Streaming completions accumulate assistant text during transmission and store it upon normal completion
All memory operations are best-effort: timeouts, errors, and service unavailability are gracefully handled with fallback to stateless behavior

Code Changes

Memory injection helpers now integrate recalled facts into system prompts
Chat completion endpoints enhanced to recall facts before dispatch and store facts after completion
Streaming pipeline updated to capture assistant text and trigger memory storage upon completion
Configuration system extended with memory-related settings and timeout parsing

Benefits

Improved User Experience: Assistants retain context about user preferences and information across conversations without requiring repetition
Zero Impact on Existing Deployments: Feature is opt-in; existing systems see no changes, no latency impact, and no configuration overhead unless explicitly enabled
Robust Degradation: Memory failures never break chat completions or cause noticeable latency; the gateway operates identically to today's behavior when memory is unavailable
Comprehensive Coverage: Works with both streaming and non-streaming completion paths

Testing

Comprehensive unit and integration tests verify:

Memory helpers correctly inject and extract facts
Best-effort error handling swallows all failure modes without disrupting completions
Configuration timeouts are parsed robustly with sensible fallbacks
Integration tests confirm memory off produces zero memory API calls, while memory on correctly recalls, injects, and stores information

coderabbitai · 2026-06-22T07:08:19Z

Walkthrough

Adds opt-in persistent memory to the gateway's platform-mode chat completions path. A new memory_enabled config flag gates the feature. Message helpers inject recalled facts into prompts and format turns for storage. Two platform API clients handle best-effort recall and remember calls with configurable timeouts. A streaming wrapper captures assistant text across chunks and fires a background persist task on normal completion. Both streaming and non-streaming paths in chat_completions are wired to recall before dispatch and remember after, with comprehensive unit and integration test coverage.

Changes

Platform Memory Integration

Layer / File(s)	Summary
`memory_enabled` configuration and environment overrides `src/gateway/core/config.py`, `tests/integration/test_config_env_loading.py`	Adds `GatewayConfig.memory_enabled` boolean field (`default=False`) as the gateway-level master switch for recall/remember behavior in platform mode.
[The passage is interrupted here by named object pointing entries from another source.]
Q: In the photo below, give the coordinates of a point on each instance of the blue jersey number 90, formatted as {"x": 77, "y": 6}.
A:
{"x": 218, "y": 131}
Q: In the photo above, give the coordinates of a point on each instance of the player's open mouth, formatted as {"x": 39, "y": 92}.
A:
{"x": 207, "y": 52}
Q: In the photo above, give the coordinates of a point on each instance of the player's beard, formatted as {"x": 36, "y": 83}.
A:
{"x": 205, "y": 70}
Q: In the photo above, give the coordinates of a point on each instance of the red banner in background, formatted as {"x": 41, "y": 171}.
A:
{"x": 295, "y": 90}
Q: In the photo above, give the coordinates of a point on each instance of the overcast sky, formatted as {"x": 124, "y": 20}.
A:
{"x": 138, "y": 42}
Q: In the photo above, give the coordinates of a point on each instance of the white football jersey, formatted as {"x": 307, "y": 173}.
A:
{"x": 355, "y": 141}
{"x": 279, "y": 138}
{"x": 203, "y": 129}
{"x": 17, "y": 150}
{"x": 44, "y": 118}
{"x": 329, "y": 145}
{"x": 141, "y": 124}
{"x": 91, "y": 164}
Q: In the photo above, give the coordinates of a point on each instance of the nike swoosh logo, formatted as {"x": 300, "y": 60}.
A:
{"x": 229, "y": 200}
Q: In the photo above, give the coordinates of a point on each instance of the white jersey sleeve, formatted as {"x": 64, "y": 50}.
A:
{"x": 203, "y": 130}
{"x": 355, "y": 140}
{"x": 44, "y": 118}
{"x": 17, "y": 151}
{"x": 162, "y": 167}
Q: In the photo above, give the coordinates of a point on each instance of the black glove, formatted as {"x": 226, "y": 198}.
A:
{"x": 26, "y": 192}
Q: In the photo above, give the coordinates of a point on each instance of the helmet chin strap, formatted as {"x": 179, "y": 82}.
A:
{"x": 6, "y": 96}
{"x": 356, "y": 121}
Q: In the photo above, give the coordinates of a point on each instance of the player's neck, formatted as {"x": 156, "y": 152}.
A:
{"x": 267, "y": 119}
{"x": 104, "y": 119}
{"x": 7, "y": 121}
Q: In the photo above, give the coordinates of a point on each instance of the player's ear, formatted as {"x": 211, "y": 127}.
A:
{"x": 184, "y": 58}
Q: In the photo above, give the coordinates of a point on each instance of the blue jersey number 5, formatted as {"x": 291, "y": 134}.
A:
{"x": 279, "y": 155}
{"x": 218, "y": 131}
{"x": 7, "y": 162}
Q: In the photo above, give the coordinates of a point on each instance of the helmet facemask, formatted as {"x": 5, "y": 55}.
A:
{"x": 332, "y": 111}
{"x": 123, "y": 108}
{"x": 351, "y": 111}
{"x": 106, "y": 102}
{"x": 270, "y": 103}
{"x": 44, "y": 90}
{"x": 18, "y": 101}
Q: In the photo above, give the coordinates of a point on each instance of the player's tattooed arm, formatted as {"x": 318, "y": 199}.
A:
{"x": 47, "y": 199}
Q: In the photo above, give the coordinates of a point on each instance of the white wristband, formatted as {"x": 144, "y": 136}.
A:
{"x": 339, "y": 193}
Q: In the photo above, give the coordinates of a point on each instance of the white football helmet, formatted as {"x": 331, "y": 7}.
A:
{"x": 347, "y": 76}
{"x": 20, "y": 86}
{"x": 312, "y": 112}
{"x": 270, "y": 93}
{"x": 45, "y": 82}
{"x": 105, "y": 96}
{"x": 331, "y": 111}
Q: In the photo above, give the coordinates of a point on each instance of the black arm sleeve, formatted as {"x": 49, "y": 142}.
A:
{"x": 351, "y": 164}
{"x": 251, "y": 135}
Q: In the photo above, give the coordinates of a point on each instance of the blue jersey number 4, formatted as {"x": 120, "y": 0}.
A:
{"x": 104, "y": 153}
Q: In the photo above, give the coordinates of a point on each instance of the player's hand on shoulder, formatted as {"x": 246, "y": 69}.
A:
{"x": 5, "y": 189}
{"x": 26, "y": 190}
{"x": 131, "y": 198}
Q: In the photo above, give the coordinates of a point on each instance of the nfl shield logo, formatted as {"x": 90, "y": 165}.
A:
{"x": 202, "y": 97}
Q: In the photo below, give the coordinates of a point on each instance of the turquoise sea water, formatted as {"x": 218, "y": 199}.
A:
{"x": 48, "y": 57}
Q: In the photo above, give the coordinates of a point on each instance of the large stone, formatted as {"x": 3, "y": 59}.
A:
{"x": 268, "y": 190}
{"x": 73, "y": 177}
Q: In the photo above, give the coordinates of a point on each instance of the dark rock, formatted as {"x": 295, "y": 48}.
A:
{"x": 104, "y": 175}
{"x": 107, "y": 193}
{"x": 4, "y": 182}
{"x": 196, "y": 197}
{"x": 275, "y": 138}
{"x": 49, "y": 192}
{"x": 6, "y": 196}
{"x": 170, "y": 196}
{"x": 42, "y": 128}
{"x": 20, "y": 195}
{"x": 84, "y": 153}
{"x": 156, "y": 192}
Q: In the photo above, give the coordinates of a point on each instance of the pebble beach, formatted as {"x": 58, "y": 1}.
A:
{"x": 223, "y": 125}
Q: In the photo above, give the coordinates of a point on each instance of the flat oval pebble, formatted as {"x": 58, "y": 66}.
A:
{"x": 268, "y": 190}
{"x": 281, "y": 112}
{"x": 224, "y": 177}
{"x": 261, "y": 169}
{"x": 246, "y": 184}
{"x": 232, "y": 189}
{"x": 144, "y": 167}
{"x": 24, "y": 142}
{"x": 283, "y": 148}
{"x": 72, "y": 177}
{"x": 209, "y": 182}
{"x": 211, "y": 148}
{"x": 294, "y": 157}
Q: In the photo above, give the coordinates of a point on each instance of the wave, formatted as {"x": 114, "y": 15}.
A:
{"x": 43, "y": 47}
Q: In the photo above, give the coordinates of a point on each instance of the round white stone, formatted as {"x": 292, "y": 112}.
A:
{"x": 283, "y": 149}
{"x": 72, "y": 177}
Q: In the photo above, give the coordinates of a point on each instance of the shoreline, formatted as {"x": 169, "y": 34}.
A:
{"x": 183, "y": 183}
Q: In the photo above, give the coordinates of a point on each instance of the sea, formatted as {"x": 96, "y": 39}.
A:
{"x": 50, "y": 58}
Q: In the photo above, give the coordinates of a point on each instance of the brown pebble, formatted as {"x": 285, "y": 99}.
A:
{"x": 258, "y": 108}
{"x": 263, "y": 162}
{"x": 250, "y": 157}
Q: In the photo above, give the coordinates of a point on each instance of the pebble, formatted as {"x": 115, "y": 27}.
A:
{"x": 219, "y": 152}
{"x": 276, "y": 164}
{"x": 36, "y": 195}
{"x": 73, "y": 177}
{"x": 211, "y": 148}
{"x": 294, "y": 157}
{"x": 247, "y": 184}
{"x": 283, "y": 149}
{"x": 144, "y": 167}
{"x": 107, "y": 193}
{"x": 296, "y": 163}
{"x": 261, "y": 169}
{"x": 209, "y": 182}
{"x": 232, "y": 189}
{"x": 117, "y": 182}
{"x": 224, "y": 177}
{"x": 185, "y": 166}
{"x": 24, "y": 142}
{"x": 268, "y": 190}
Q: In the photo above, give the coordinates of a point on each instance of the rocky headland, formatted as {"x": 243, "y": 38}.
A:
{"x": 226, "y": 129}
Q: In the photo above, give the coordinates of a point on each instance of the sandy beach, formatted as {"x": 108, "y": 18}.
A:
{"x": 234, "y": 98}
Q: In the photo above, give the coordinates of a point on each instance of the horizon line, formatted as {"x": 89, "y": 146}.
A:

Platform environment variables `PLATFORM_MEMORY_RECALL_TIMEOUT_MS` and `PLATFORM_MEMORY_REMEMBER_TIMEOUT_MS` are parsed as integers and stored for timeout configuration. Integration tests verify both config fields and environment variable loading.
Message manipulation helpers `src/gateway/api/routes/_helpers.py`, `tests/unit/test_memory_inject.py`	Adds `MEMORY_FACTS_HEADER` constant, `inject_memory_facts` (prepends/appends a memory facts block to the message list without mutating the input), and `build_remember_messages` (constructs a minimal user+assistant message pair for storage). Unit tests cover no-op behavior with empty facts, system message creation vs. append, mutation safety, and all combinations of user/assistant text presence.
Platform recall/remember API clients `src/gateway/api/routes/_platform.py`, `tests/unit/test_memory_platform.py`	Adds `_coerce_timeout_ms` helper, `_recall_platform_memory` (POST to `/gateway/memory/recall`, returns filtered `list[str]` or `[]` on any error condition), and `_remember_platform_memory` (fire-and-forget POST to `/gateway/memory/remember`, silently swallows all errors). Unit tests cover successful recalls/remembers, early short-circuit conditions (missing base URL, empty inputs), non-200 responses, timeouts, malformed JSON, and all `httpx` error modes.
Streaming memory-capture wrapper `src/gateway/api/routes/_pipeline.py`, `tests/unit/test_stream_memory_capture.py`	Extends `run_streaming_with_fallback` with `extract_stream_text` and `on_memory_settled` keyword callbacks. Adds `_swallow_memory_task_exception` helper and `_stream_with_memory_capture`, which accumulates extracted text across chunks, yields original chunks unchanged, and schedules the settled callback as a detached background task only on normal stream completion—not on mid-stream `aclose()` disconnection. Unit tests verify pass-through behavior, normal-completion callback invocation, early disconnection (no callback), all-`None` chunks (no callback), exception swallowing, and chunk text extraction rules.
Chat route memory integration `src/gateway/api/routes/chat.py`, `tests/integration/test_platform_mode_chat.py`	Adds three internal helpers (`_schedule_memory_remember`, `_chat_chunk_text`, `_streaming_memory_remember`). Wires recall+inject before dispatch in platform mode (when `config.memory_enabled` and `ctx.platform_mode` are both true), passes capture callbacks into the streaming fallback for streamed completions, and schedules a background persist task after non-streaming completions. All memory operations are best-effort; failures are logged and do not affect completion flow. Integration tests verify memory is disabled by default (no platform memory calls) and that memory-enabled mode correctly recalls, injects, and remembers across streaming and non-streaming paths.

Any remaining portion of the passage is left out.